In addition to the traditional categories of analysis, some useful criteria for urban planners and experts in recognizing the nature of public and collective spaces, those spaces that allow to increase citizenship practices.
The literature that studies the functioning of urban public spaces usually observes individual and social behavior in space to identify minimal design factors (such as urban design) capable of making them more hospitable, usable by potential users.
The main idea is that it is possible to distinguish areas, specific areas within a space, which have characteristics that allow or inhibit certain individual and social behaviors.
Particularly the attention is focused on studying those spatial characteristics that create "the individual predisposition for sociality (or even sociability) practices, which can be defined as the propensity to listen and dialogue with strangers.

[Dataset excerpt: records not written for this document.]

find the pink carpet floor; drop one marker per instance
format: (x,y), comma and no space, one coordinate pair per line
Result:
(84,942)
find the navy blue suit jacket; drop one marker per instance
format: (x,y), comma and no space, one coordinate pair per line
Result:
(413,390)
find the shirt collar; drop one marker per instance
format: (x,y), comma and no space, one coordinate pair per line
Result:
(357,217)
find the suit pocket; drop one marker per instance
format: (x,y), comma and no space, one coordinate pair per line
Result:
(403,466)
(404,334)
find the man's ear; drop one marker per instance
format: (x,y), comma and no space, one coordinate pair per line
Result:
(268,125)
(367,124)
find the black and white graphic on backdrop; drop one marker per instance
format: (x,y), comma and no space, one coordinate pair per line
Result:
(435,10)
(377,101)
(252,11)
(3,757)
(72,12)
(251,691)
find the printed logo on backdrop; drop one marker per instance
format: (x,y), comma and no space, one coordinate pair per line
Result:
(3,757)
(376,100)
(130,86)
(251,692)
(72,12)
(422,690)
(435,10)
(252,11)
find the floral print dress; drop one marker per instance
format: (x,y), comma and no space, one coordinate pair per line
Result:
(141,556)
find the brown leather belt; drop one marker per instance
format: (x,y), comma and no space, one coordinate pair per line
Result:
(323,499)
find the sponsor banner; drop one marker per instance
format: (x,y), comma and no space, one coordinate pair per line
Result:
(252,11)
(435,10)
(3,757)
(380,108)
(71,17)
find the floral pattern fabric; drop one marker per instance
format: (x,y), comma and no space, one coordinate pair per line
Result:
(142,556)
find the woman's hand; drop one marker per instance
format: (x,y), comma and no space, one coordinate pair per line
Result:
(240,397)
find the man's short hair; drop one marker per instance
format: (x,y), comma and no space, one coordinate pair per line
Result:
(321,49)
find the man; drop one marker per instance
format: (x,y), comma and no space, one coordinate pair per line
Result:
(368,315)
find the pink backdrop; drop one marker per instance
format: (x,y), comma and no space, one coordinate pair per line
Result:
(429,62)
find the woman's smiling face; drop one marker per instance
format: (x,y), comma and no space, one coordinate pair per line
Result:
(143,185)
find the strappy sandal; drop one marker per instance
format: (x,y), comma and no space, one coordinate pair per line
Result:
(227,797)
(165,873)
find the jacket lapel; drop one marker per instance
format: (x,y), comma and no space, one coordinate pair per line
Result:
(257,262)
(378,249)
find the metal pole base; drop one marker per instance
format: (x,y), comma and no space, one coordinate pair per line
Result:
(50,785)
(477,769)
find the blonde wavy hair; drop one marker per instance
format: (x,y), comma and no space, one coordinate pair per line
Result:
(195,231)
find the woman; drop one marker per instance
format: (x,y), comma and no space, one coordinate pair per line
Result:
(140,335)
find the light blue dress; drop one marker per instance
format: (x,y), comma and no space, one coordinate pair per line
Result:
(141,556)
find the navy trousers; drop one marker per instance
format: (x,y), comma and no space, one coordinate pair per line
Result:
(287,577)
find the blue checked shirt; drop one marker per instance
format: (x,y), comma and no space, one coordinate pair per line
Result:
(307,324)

Thus, starting from experimental studies in particular social environments, such as schools and hospitals, particular configurations of spaces have been observed, in the distinction between rooms and corridors, in the structuring of interior spaces, in the arrangement of chairs and tables, they inhibit or favor behavior of sociality, functioning as rooms for social interaction.

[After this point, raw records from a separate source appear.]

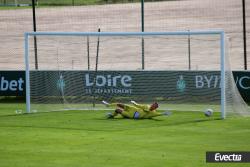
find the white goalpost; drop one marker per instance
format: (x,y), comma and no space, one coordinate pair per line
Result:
(66,80)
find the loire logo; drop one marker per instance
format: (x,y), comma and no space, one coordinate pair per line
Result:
(61,83)
(108,84)
(181,84)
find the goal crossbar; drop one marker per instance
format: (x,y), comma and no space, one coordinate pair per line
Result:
(173,33)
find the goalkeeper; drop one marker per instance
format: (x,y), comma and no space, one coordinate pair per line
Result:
(135,111)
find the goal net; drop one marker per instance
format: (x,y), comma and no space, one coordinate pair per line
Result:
(182,71)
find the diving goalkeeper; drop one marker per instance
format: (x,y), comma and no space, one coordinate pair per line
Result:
(135,111)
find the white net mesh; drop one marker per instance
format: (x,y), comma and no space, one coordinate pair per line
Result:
(181,72)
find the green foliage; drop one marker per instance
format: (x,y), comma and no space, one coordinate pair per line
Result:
(86,138)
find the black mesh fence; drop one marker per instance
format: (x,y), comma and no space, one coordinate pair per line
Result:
(120,16)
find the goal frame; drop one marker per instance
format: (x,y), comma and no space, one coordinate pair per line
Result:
(221,33)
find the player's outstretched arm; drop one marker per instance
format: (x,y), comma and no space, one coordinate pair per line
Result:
(141,106)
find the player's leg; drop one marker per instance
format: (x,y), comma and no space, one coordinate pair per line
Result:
(157,114)
(120,105)
(115,113)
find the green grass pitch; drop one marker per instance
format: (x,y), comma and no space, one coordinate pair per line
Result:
(87,139)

Conversely, other spaces seem to favor the defense of privacy and intrusion in the sphere of one's own personal space from others.
It is interesting to observe how practices more focused on sociality or privacy are strongly related to the forms of space control, territoriality. By territoriality we mean the power to control the space for the control of social relations, exercised at an individual, social, even economic and political level.
Observing the forms of control in urban space is useful to the extent that it allows us to look at the types of social practices rather than the formal and legal characteristics in defining an urban space for its public, collective value.